Iteration is not without its benefits either. Continuous improvement of classroom pedagogy, teacher training, curriculum sequencing, and assessment can incrementally improve student learning. However, an unwillingness to experiment with new models also carries risks. Students disengage from one-size-fits-all instruction. Skills gaps emerge as the economy evolves. Disadvantaged students fall further behind without individualized support. Whilst leaner startups are able to focus on the problems and grow their niche. In short, the Innovator’s Dilemma hits education.
Escaping Clayton’s ‘dilemma’ requires collaboration between educators, technologists, designers, and other stakeholders to develop innovations tailored to student needs. Chris Barton, Co-Founder of Shazam believes that sharing ideas is the only path to success, he said “by sharing an idea you are opening a door in every conversation”. Understanding learner perspectives is also key; innovation for innovation’s sake can create flashy but ineffective edtech toys – just look at the recent explosion of users on Threads followed by its rapid decline in user activity only a few weeks later. So why do emerging technologies like ChatGPT endure when new apps like Threads fail? Vriti Saraf Co-founder of K20 Educators, and Ed3 DAO believes it is due to its ease of access and its ability to provide quick wins. She believes that because ChatGPT’s “user interface requires zero onboarding” and that “AI can solve many types of problems in many types of ways” is the key to why we are reacting differently to AI than any other technology in the past 30 years.

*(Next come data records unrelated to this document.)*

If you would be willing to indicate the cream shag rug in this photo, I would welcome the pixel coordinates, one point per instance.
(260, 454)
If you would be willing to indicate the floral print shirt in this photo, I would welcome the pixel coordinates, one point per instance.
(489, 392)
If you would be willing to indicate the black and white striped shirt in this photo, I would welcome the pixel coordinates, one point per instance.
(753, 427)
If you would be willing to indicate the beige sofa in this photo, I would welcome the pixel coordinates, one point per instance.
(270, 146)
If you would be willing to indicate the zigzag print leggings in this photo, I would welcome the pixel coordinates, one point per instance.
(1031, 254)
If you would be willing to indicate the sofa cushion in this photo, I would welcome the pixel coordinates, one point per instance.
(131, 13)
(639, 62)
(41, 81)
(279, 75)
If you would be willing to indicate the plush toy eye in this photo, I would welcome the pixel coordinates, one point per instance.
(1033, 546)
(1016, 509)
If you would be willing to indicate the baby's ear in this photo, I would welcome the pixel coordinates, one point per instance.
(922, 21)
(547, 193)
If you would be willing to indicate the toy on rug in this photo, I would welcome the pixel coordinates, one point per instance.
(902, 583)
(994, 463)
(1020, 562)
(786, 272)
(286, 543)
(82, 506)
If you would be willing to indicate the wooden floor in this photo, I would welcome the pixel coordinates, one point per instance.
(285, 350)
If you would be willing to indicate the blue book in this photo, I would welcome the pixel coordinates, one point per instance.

Effective teacher professional development also ensures new tools integrate with solid pedagogy. Cottesmore School with their recent AI conference and the Warwick Schools Foundation with their Future Fwd events are paving the way for innovation by driving the conversation about new technologies and pedagogy in order to inspire educators to push the boundaries of education.
With the right balance of iteration and innovation, prioritizing people over technology, education can harness disruptive innovation to empower the next generation of learners. But this requires overcoming institutional inertia. By starting from student needs and enlisting broad collaboration, schools can meet the innovator’s dilemma head-on and unlock the promise of new models. As we head in into the new academic year and you are undoubtedly iterating and building on previous successes, and exciting tools such as AI and immersive learning technologies become more accessible, there has never been a better time to break the mould, now is the time to innovate.